Born in the Veneto, the region around Venice, Massagrande was, from an early age, steeped in a cultural tradition full of art and architecture. Galleries, churches and public buildings served up an aesthetic education for a young man eager to enfold himself in a world of artistic achievement. He was exposed to a panoply of great painters, including Mantegna, Veronese, Tintoretto and Canaletto. He broadened his enquiries into the masters of the Dutch Golden Age, the Northern European tradition and onto the giants of the nineteenth century. The mature painter marshals a comprehensive and deep knowledge of art history, which continues to inform his studio practice.

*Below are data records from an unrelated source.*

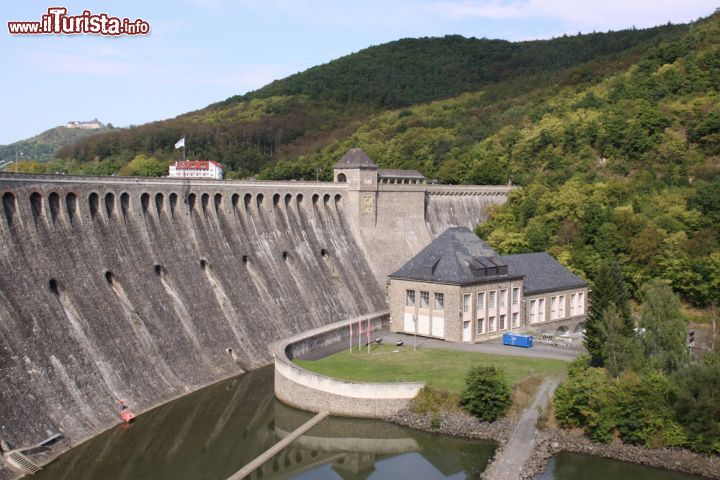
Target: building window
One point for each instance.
(424, 299)
(581, 304)
(439, 301)
(533, 311)
(409, 298)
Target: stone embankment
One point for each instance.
(555, 440)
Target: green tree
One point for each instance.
(664, 335)
(620, 351)
(28, 166)
(585, 400)
(609, 289)
(144, 166)
(487, 394)
(697, 403)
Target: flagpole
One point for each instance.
(368, 333)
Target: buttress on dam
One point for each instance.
(147, 289)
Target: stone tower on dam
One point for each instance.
(146, 289)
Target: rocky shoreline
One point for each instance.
(456, 424)
(554, 440)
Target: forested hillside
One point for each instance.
(309, 110)
(43, 147)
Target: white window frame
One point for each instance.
(409, 298)
(425, 300)
(533, 311)
(441, 304)
(581, 303)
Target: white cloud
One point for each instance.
(585, 16)
(98, 61)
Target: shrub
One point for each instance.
(487, 394)
(585, 400)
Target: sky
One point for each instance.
(203, 51)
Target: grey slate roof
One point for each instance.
(456, 257)
(395, 173)
(355, 158)
(542, 273)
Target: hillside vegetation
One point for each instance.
(312, 109)
(623, 165)
(42, 147)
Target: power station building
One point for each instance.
(459, 289)
(196, 169)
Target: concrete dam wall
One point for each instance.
(144, 290)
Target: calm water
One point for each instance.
(214, 432)
(571, 466)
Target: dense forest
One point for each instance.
(314, 108)
(42, 147)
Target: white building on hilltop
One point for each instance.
(91, 125)
(196, 169)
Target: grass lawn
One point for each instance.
(440, 369)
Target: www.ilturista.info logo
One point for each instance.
(57, 21)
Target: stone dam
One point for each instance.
(147, 289)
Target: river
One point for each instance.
(212, 433)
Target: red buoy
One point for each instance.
(126, 415)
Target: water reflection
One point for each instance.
(214, 432)
(572, 466)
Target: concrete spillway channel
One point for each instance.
(278, 447)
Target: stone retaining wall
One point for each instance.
(307, 390)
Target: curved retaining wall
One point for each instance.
(311, 391)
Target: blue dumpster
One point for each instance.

Massagrande paints interiors and landscapes that evoke complex ideas about place, home and belonging. An important and long-running theme explores arrangements of interconnecting rooms and passages, where tiled floors reminiscent of the perspective grids of the Renaissance lead into sun-drenched landscape. Not simply a recorder of scenes, his subtle images are often composites, made up of several views from different sites. His profound understanding of perspective and fluent analytical draughtsmanship allows him to articulate convincingly real architectural spaces and dramatic vistas. This structural underpinning is overlaid by supple layers of tone and colour which suffuse each image with light and feeling.
Massagrande’s technical virtuosity is allied with a keen intellect. By balancing both these elements he establishes the harmony that he so values in great art.